The physiological index and the spatial structure of LysLP-122 lyase obtained by the method are explored, and the physicochemical data of LysLP-122 lyase are analyzed by using ProtParam online software (https:// web. Expasy. Org/ProtParam /) as shown in the following table 1; the spatial three-dimensional structure of LysLP-122 lyase was predicted using an I-TASSER (ITERATIVE THREADING assembly refinement) server and visualized using PyMOL software, as shown in FIG. 4.
TABLE 1 physical and chemical indicators of MRSA phage lyase LysLP-122
As can be seen from Table 1, the LysLP-122 lyase obtained in the present invention has 122 amino acids and is characterized by good stability and hydrophilicity, and as can be seen from FIG. 4, the LysLP-122 lyase has an alpha-helix spatial three-dimensional structure from N-terminal to C-terminal.
Example 2
An application of methicillin-resistant staphylococcus aureus phage lyase LysLP-122 is provided.

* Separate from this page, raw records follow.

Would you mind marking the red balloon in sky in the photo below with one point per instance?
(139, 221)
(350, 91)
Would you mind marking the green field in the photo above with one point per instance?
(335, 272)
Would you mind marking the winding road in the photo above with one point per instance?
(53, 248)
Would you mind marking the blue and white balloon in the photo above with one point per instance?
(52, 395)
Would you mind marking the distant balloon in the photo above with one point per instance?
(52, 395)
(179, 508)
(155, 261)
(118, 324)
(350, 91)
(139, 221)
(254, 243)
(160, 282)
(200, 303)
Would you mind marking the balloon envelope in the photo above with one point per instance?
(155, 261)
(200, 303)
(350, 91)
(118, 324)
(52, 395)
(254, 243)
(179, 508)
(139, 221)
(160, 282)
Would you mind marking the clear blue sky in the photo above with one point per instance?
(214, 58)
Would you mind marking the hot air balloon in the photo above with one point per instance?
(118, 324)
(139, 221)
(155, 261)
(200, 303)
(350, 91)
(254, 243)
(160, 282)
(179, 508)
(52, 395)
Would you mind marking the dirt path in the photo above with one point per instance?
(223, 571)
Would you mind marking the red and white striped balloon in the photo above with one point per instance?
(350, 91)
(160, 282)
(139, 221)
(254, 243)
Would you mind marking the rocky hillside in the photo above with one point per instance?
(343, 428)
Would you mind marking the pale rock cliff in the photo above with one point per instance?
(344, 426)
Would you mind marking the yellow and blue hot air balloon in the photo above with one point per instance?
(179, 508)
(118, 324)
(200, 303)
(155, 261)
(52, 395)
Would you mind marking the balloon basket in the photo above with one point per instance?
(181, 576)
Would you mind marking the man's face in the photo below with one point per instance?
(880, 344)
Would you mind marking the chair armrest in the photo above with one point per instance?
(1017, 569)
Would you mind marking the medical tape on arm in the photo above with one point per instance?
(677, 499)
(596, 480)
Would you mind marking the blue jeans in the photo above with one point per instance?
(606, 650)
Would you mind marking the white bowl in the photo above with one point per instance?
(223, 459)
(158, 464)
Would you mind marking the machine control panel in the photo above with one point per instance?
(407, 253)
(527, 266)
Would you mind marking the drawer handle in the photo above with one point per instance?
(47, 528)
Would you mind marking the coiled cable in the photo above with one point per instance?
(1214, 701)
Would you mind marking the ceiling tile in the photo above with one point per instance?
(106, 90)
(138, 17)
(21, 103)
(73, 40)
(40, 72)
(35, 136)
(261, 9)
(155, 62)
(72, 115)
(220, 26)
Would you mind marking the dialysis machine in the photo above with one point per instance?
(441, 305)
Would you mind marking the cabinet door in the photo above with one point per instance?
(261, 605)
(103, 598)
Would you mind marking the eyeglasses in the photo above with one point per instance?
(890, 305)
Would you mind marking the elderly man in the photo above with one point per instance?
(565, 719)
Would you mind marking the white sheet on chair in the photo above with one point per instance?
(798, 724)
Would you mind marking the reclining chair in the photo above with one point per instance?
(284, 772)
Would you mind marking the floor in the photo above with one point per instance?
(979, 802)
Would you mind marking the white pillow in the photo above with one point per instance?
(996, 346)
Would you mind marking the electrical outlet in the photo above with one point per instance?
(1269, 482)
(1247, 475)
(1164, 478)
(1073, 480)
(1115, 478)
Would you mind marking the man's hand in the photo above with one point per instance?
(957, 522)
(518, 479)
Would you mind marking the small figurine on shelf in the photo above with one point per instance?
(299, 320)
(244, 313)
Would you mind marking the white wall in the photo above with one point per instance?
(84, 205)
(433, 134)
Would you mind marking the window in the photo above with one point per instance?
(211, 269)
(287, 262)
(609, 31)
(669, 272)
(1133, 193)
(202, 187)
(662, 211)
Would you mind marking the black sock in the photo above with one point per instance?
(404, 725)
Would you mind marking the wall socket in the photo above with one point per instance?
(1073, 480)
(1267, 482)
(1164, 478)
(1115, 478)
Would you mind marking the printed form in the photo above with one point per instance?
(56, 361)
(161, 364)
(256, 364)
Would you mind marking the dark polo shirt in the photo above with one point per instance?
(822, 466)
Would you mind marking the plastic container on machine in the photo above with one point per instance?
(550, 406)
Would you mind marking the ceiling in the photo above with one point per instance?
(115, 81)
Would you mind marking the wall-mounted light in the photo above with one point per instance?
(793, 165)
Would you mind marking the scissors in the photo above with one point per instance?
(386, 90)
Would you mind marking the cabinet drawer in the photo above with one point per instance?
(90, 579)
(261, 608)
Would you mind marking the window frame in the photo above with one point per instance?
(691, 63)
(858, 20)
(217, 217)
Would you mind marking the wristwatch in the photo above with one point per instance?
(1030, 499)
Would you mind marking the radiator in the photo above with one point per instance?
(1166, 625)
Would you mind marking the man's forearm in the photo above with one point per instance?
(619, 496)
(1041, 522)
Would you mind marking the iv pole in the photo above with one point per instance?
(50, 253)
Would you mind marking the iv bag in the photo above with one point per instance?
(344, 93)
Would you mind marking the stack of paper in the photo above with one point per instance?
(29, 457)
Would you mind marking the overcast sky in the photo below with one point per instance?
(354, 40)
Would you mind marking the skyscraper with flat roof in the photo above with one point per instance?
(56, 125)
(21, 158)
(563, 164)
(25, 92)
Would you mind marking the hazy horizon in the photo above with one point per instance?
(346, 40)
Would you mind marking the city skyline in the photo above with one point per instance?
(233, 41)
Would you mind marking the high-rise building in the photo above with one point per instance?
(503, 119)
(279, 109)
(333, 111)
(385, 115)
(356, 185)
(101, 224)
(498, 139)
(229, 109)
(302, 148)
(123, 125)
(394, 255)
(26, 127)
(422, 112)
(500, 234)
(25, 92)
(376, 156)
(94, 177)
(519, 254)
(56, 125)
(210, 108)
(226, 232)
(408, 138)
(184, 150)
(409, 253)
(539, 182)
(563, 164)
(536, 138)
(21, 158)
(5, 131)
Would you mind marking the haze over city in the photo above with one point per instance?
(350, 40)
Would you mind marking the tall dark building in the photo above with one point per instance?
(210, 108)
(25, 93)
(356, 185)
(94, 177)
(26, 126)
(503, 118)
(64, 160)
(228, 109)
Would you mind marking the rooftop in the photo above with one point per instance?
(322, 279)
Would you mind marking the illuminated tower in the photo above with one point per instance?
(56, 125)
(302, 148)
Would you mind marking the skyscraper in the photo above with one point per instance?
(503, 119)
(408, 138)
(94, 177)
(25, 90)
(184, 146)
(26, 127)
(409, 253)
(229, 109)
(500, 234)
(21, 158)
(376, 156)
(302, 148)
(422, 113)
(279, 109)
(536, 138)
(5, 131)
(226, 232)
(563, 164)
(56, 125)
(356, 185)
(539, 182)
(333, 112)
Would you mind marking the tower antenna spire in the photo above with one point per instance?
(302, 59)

The antibacterial effect of LysLP-122 lyase on methicillin-resistant staphylococcus aureus is detected by a double-layer flat transparent ring method, and the specific method is as follows:
(1) Preparing a bacterial suspension: scraping Methicillin-resistant staphylococcus aureus (Methicillin-RESISTANT STAPHYLOCOCCUS AUREUS, ATCC 43300) on the inclined surface of the test tube, inoculating to 4mL of LB culture medium, shaking and culturing overnight at 37 ℃ and 180rpm, diluting the bacterial liquid for 6 times, wherein the purpose of dilution is to make OD 600 be 0.3-0.8, and measuring OD 600 value after dilution. The original bacterial liquid OD 600 is equal to the dilution times the diluted OD 600 value. Dilution was performed by ten-fold dilution, specifically using LB-diluted bacterial suspension of 1X 10 6 CFU/mL (1 OD 600 is about equal to 1X 10 9 CFU/mL).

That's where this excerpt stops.